Se eu soubesse que seria a última vez, teria brigado para ficar.

Rolei na cama a noite inteira. Quando me canso e decido me levantar, vejo que já está claro lá fora. Saio do meu quarto e vou direto para o quarto da minha avó, mas ela não está lá.

Enfio a cabeça dentro do quarto da minha tia. Ela também não está.

Meu coração começa a acelerar como se estivesse saindo para fora do meu corpo.

Desço as escadas correndo. Meu coração acelera ainda mais quando percebo que a escadaria não tem fim. Tentando sair, me viro e subo novamente as escadas que, para minha surpresa, me levam direto para uma porta preta.

Que porta é essa?

Encosto na sua maçaneta fria e a abro. O cenário com o qual me deparo é conhecido.

A mesma sala branca.

A porta some atrás de mim, não me dando a escolha de voltar. Só me resta seguir em frente.

Seguir em frente.

A frase ecoa e se repete, cada vez mais alto, cada vez mais perto de mim. Quando percebo, ela parece estar sendo sussurrada no meu ouvido.

Seguir em frente — Não é mais um eco, é um sussurro tão próximo que parece estar vindo de dentro de mim. É uma voz grave e cheia de poder. Uma voz que eu nunca ouvi antes.

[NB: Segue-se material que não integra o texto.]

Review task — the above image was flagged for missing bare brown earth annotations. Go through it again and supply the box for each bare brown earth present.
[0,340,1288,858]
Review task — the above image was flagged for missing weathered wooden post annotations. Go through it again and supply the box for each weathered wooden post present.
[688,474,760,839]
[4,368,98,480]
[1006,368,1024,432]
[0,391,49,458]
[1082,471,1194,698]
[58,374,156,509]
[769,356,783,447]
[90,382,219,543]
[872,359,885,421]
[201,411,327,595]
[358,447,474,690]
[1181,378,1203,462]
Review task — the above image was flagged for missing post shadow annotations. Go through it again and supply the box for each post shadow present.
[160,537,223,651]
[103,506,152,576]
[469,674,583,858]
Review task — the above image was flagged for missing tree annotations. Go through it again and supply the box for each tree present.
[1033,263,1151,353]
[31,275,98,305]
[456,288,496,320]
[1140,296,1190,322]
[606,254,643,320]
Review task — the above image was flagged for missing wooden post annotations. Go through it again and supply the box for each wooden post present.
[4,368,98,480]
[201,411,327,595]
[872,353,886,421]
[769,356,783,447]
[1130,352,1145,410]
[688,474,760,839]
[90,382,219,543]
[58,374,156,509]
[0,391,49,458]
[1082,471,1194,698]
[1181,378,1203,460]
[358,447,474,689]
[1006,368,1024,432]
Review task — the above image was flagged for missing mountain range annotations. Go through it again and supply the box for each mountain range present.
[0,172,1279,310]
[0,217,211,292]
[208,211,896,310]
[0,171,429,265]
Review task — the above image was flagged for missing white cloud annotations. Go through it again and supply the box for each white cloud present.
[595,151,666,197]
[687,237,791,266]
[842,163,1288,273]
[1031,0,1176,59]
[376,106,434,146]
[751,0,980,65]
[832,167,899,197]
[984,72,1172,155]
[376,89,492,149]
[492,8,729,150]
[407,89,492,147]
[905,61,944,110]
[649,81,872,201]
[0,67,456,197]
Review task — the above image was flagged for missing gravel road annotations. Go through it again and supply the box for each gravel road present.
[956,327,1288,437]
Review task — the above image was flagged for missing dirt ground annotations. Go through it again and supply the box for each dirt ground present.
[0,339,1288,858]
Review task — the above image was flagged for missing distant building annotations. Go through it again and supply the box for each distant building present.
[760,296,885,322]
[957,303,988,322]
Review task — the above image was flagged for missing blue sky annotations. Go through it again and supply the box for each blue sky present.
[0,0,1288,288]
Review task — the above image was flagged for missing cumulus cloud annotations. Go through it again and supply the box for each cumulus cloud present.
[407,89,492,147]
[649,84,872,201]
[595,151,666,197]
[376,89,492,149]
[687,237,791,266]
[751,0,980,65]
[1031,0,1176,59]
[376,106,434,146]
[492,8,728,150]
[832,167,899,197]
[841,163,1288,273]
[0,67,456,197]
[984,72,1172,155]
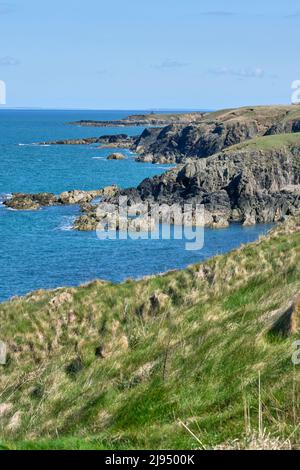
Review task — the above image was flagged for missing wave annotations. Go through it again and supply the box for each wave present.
[56,215,76,232]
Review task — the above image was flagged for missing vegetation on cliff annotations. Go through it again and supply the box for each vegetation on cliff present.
[0,216,300,449]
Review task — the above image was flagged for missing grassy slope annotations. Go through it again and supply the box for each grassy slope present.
[223,132,300,153]
[0,217,300,449]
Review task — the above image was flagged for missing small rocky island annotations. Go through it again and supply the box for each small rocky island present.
[5,106,300,230]
[70,112,205,127]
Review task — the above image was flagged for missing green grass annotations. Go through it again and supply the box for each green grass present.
[0,217,300,449]
[225,132,300,152]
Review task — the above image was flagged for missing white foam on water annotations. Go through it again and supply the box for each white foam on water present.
[56,215,76,232]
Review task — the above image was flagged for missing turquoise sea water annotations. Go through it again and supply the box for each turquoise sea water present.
[0,110,269,301]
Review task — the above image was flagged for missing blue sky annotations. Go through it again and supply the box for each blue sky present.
[0,0,300,109]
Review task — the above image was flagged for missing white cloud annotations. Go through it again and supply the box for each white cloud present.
[0,56,20,67]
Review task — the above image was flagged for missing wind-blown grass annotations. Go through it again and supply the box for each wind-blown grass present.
[0,217,300,449]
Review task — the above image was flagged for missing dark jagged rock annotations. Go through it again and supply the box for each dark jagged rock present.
[133,106,300,163]
[4,186,119,210]
[70,112,204,127]
[107,153,125,160]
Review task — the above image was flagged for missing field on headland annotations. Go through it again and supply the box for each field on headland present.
[0,217,300,449]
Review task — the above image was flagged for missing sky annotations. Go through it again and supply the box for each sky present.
[0,0,300,110]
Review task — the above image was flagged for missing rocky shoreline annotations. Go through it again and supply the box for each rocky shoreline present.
[5,106,300,230]
[39,134,138,149]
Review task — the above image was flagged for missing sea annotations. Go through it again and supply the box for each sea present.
[0,109,270,302]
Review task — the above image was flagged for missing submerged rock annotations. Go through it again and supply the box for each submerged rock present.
[107,153,126,160]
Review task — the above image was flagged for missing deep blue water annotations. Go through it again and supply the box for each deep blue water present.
[0,110,269,301]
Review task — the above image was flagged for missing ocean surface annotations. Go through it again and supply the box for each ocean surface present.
[0,109,270,301]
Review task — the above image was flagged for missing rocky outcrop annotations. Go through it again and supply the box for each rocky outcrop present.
[107,153,125,160]
[99,134,300,227]
[4,186,118,210]
[74,202,155,233]
[133,106,300,163]
[40,134,137,149]
[4,193,57,211]
[70,112,205,127]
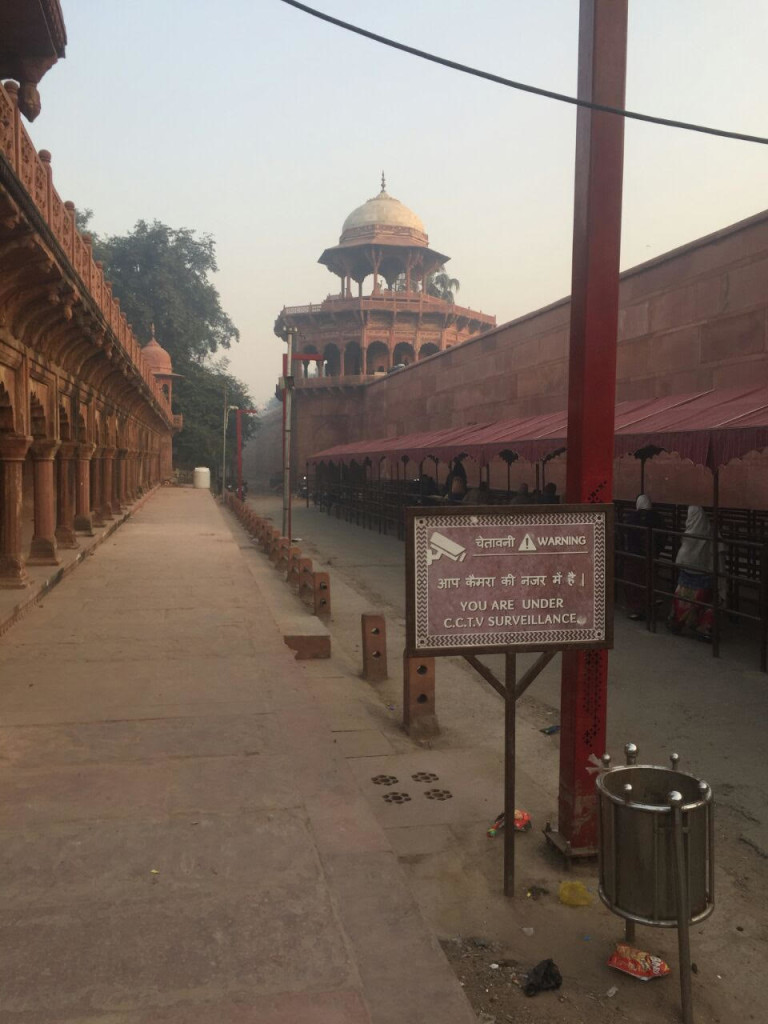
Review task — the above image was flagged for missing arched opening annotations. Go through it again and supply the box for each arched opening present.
[366,341,389,374]
[58,402,72,441]
[22,391,48,563]
[392,341,416,367]
[323,342,341,377]
[0,381,13,434]
[296,345,322,378]
[344,341,362,377]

Algo pinga no meu ombro. Depois na minha testa. Depois na ponta do meu nariz.

Pingos de chuva.

Os pingos passam a ser uma chuva forte, fria e cortante. Seu som preenche a sala se misturando à voz. A união se torna insuportável.

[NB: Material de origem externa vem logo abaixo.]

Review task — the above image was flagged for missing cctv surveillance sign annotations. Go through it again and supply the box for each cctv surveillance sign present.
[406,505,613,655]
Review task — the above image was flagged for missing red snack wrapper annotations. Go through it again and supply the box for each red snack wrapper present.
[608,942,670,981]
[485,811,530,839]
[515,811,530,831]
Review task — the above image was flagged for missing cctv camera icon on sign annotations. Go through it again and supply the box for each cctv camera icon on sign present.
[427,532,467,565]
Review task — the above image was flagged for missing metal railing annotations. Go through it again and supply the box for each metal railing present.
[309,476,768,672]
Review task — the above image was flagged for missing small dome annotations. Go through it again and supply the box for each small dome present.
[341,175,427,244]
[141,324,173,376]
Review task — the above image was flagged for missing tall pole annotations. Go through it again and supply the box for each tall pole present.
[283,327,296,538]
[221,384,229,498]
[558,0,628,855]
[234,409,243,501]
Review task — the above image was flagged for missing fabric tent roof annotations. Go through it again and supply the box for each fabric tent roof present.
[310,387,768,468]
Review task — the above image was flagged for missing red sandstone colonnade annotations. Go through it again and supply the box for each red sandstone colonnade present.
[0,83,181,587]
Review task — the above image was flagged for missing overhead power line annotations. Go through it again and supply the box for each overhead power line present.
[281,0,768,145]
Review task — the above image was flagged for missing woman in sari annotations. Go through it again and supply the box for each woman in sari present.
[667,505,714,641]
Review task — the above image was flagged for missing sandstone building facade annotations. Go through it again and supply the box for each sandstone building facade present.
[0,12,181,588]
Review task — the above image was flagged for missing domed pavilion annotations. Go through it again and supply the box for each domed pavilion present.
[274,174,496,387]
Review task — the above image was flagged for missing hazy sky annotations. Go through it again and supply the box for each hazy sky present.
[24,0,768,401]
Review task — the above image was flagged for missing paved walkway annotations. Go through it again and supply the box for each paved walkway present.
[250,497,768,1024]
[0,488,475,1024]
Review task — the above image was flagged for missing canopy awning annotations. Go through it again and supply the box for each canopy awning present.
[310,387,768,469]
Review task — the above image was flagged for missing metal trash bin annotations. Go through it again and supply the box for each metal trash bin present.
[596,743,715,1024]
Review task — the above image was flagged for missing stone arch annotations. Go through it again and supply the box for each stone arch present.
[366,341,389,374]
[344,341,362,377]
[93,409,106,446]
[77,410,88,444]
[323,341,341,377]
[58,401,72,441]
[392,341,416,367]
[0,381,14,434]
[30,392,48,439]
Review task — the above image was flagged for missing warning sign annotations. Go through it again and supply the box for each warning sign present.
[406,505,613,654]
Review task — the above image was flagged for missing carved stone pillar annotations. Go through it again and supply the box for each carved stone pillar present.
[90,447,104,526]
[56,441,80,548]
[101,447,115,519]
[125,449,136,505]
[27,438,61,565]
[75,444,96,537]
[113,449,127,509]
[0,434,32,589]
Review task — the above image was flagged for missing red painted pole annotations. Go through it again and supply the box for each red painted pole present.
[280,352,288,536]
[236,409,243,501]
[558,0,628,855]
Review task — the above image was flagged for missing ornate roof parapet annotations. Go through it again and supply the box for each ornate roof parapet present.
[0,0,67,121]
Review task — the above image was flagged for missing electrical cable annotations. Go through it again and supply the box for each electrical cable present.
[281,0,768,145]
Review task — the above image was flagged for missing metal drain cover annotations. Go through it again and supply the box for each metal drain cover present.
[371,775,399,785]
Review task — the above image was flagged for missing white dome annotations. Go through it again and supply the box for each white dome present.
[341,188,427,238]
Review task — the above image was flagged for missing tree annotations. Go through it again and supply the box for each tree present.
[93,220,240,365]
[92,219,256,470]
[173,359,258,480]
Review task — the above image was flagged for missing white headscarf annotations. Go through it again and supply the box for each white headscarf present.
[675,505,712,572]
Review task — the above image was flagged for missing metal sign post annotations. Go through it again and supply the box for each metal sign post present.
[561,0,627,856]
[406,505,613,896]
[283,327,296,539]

Meus olhos se abrem com um pulo. O eco da frase e o som da chuva caindo sobre mim se distanciam, deixando de existir. Minha pele está arrepiada.

Seguir em frente. Como?

Olho o relógio. 05:30 da manhã.

Consegui dormir por uma hora.

Sinto alguém dormindo ao meu lado e quando viro, vejo que é a minha avó.

Me sento devagar e passo a mão pelos cabelos dela, ato que faz ela se assustar.

— Eu estou aqui, vó, tente ficar calma. — Digo, tentando fazer com que ela durma um pouco mais.

Ela não responde, mas me olha profundamente. Seus olhos revelam que ela está em outra atmosfera.

— Você sempre foi igual a ele. — Ela diz, pegando firmemente minha mão.

Ao dizer isso, uma única lágrima escorre dela. Uma lágrima solitária, delicada e contida.

Como a primeira gota de chuva que sempre cai antes de vir a tempestade de verdade.